Tire tread depth is the single best predictor of tire safety in wet braking. As tread wears down, grooves that channel away water become shallower, and at ~2 mm (4/32 inch) the tire can no longer evacuate water fast enough, leading to hydroplaning and loss of braking. Different jurisdictions have different legal minimums (typically 2.4 mm or 2/32 inch), but professional shops and fleets often replace tires at 4 mm or even 6 mm for safety margins. Measuring tread is traditionally done with a penny or a simple depth gauge, both of which give a single point measurement. A tire, especially after collision or misalignment, can wear unevenly: the center might be at 4 mm while the shoulders are at 6 mm, or cupping (scalloped wear) might create pockets at 2 mm surrounded by deeper sections. A tire tread scanner captures the full 3D profile of the tread surface in seconds, detecting bald spots, cupping, feathering, and circumferential or lateral imbalance.

The Laser Sensor Array is a row of 5–10 laser triangulation sensors, each projecting a red laser line onto the tire and capturing the reflection. By triangulating between the laser spot position and a camera image of the line, each sensor computes depth at a point on the tire surface. As the Drive Plate and Rollers rotates the tire, the Rotational Encoder pulses, telling the Processor and DSP Unit exactly where on the circumference each laser reading is.

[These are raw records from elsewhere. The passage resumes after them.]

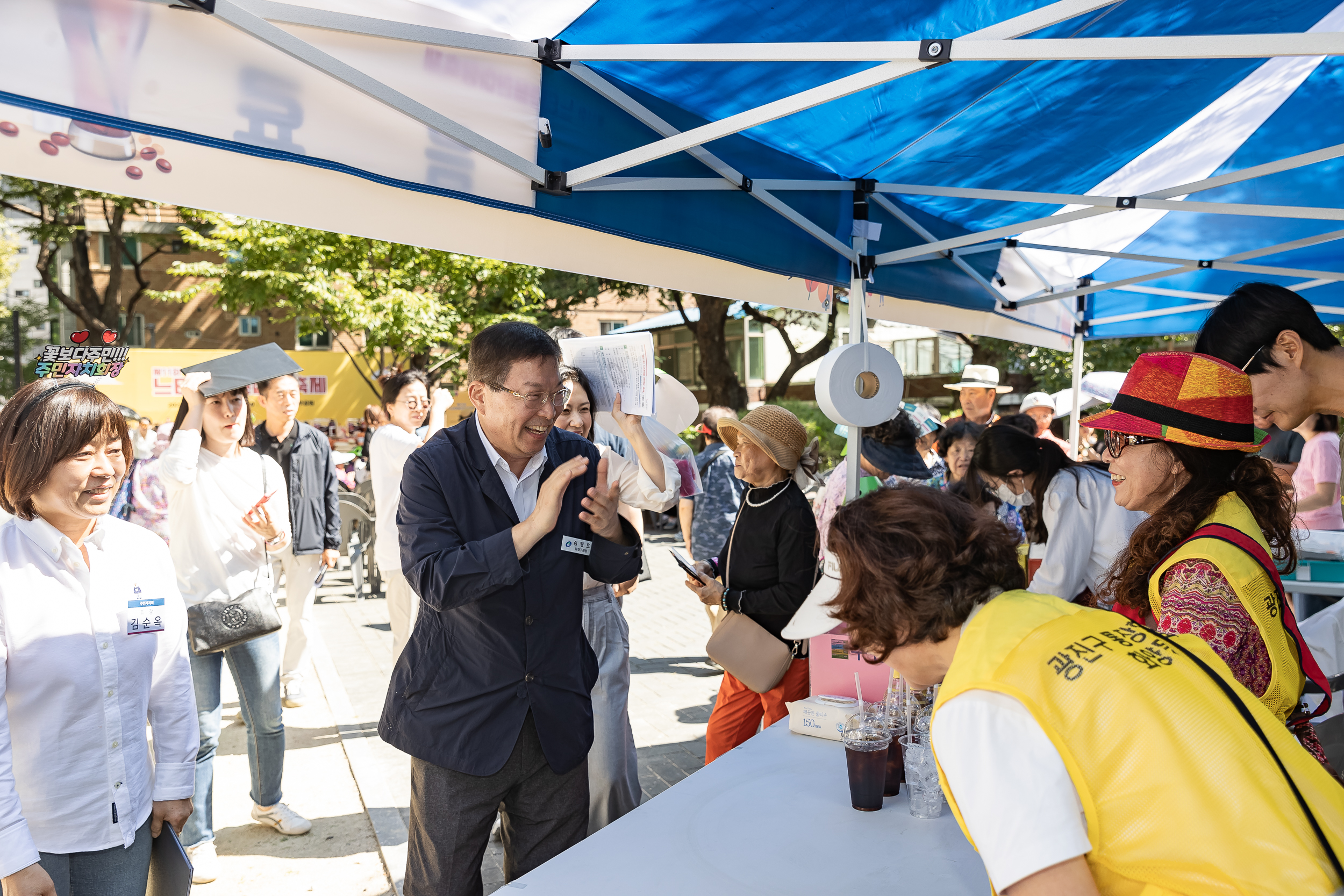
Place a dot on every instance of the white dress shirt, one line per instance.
(522, 489)
(216, 554)
(1086, 531)
(388, 451)
(78, 690)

In seconds, the processor assembles a full 3D point cloud of the tread surface, then analyzes it to compute:

  • Minimum depth (worst wear point)
  • Average depth
  • Depth profile circumferentially (detecting flat spots or cupping)
  • Depth profile laterally (detecting center vs. shoulder wear)
  • Wear variance (standard deviation)

The Display and Controls shows a real-time graph of tread depth, highlighting any section below a user-set warning threshold (e.g., 2.4 mm). Results are stored in the Data Storage and Export and can be exported to fleet software or archived for compliance documentation.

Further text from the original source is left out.